Мокрая земля легко месится под ногами. Шуршат листья. Птицы щебечут. Гремит гром. И над всем этим, таким обычным: «Безоар! Безоар!»

— Скажите, вы не родственница покойного Мамонта?

— Да, представьте себе. Я его ближайший потомок.

В чем дело? Почему все засуетились вокруг? И рогатые, и безрогие сбились в одно стадо, а в центре этого стада — она, свинья Бабируса. К ней подходит Муфлон. Он говорит:

— От имени всех баранов разрешите вас поздравить, а также передать привет и самые добрые пожелания.

Потом Бык передает привет от быков, Осел — от ослов, Верблюд — от верблюдов.

Кто-то преподносит букет с великолепными, крупными желудями. Кто-то разрыхляет землю, чтоб Бабирусе было удобней сидеть.

Все интересуются Мамонтом. Как он жил, как он был, как он выглядел. Да, конечно, у него были клыки. Ну и все остальное, как у свиньи Бабирусы.

— Подумать только! — говорит Муфлон.

И все остальные говорят:

— Подумать только!

Все интересуются Мамонтом. Говорят, что он был больше слона, это правда? А что он ел, а чем он вообще интересовался?

— Покойный Мамонт был моим предком, — напоминает свинья Бабируса.



И тут от стада отделяется козел Безоар. Да, представьте себе, козел Безоар выходит из стада, оставив там плачущую антилопу Бейзу. Он подходит к свинье Бабирусе и смотрит на нее — если б вы видели, какими глазами!

А свинья Бабируса смотрит на него. Боже мой, какие у него ноги, и какая шея, и какие рога! И вообще — какой он, козел Безоар!

И свинья Бабируса говорит:

— Покойный Мамонт был моим предком.

Потом они вдвоем выходят из стада, оставив там плачущую антилопу Бейзу, и идут вдвоем, и свинья Бабируса высоко поднимает свои клыки, точно такие клыки, как были у ее предка Мамонта.
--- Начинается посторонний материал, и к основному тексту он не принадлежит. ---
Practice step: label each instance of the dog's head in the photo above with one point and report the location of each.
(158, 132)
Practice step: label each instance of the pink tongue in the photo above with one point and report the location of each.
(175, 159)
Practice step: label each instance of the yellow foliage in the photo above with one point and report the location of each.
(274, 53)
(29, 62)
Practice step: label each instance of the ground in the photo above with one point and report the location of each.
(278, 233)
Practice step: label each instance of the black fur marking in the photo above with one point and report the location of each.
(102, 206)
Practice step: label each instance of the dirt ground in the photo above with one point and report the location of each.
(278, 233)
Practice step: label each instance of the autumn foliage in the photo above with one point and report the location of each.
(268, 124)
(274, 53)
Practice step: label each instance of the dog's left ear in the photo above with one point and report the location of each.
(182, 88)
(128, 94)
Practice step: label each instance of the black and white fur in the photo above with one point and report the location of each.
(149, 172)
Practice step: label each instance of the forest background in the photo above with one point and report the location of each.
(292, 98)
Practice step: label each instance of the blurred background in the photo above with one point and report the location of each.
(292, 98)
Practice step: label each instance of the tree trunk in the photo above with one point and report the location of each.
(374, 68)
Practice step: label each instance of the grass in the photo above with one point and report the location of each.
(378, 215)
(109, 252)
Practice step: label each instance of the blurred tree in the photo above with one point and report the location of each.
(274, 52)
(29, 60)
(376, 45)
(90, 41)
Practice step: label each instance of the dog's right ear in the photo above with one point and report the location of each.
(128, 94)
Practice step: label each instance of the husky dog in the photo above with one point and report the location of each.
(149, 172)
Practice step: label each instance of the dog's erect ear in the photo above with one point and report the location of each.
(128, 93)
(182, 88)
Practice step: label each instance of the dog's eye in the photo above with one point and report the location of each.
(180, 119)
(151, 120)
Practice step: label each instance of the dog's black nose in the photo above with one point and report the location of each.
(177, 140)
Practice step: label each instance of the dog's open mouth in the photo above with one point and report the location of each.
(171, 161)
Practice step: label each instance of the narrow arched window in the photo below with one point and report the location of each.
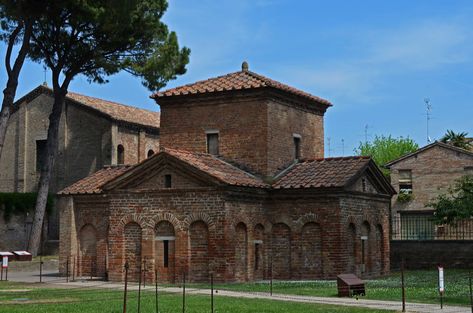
(120, 155)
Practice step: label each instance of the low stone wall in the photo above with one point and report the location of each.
(14, 232)
(425, 254)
И все вокруг — совсем, как во сне: и степи, и леса. И тихий голос зовет:

— Безоар!

Это голос свиньи Бабирусы.

Они идут рядом, он и она, и она смотрит только на него, а он — только на нее — если б вы видели, какими глазами! И уже ничего не слышно — ни шелеста листьев, ни птиц…

— Как ты спал, мой Безоар?

— Превосходно, моя дорогая!

Примечание:[73]

Когда Ехидна не была Ехидной

Тогда она была птицей…

У нее были сильные крылья, которые отрывали ее от земли и уносили высоко в небо. Там, в небе, все было совсем не так. Если на земле было пасмурно, то там светило солнце, потому что тучи оставались внизу. Тучи совсем нетрудно оставить внизу, но для этого нужно иметь крылья.
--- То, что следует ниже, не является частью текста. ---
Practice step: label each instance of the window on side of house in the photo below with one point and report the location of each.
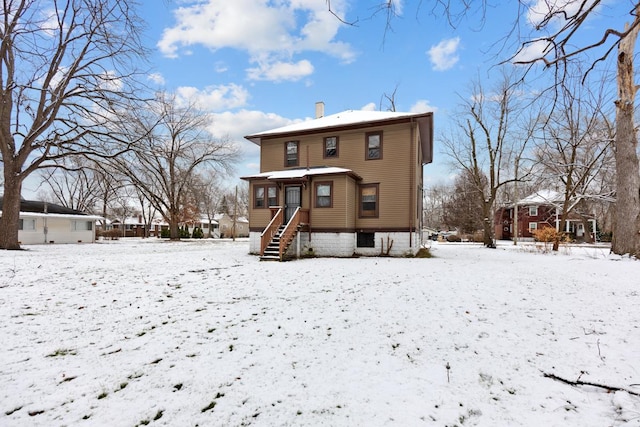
(272, 196)
(27, 224)
(324, 191)
(265, 196)
(373, 147)
(366, 240)
(330, 147)
(258, 197)
(291, 153)
(81, 225)
(369, 205)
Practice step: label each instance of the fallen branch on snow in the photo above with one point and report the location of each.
(579, 382)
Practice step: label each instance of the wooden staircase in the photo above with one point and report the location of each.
(277, 237)
(272, 251)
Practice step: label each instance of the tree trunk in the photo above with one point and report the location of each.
(10, 209)
(174, 230)
(487, 225)
(626, 237)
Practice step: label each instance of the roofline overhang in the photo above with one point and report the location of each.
(424, 120)
(303, 178)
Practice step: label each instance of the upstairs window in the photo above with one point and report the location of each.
(258, 200)
(330, 147)
(373, 147)
(323, 195)
(272, 196)
(369, 201)
(265, 196)
(291, 153)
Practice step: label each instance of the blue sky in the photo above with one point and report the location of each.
(261, 64)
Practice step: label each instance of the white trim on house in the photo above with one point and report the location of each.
(57, 228)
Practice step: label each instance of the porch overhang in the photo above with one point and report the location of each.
(299, 175)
У нее были хорошие крылья, но мог ли Опоссум это понять? И когда она говорила ему о небе, он, толстенький, пушистый Опоссум, лениво сворачивался клубком и щурил глаза, пряча в них насмешку и недоверие.

— А если дождь? — спрашивал Опоссум. — Если ливень, гроза, гром и молния?

— Пойми ты, чудак, — волновалась Ехидна, которая тогда еще не была Ехидной. — Там ничего этого нет. Если подняться достаточно высоко, все останется внизу — и дождь, и гроза, и молния.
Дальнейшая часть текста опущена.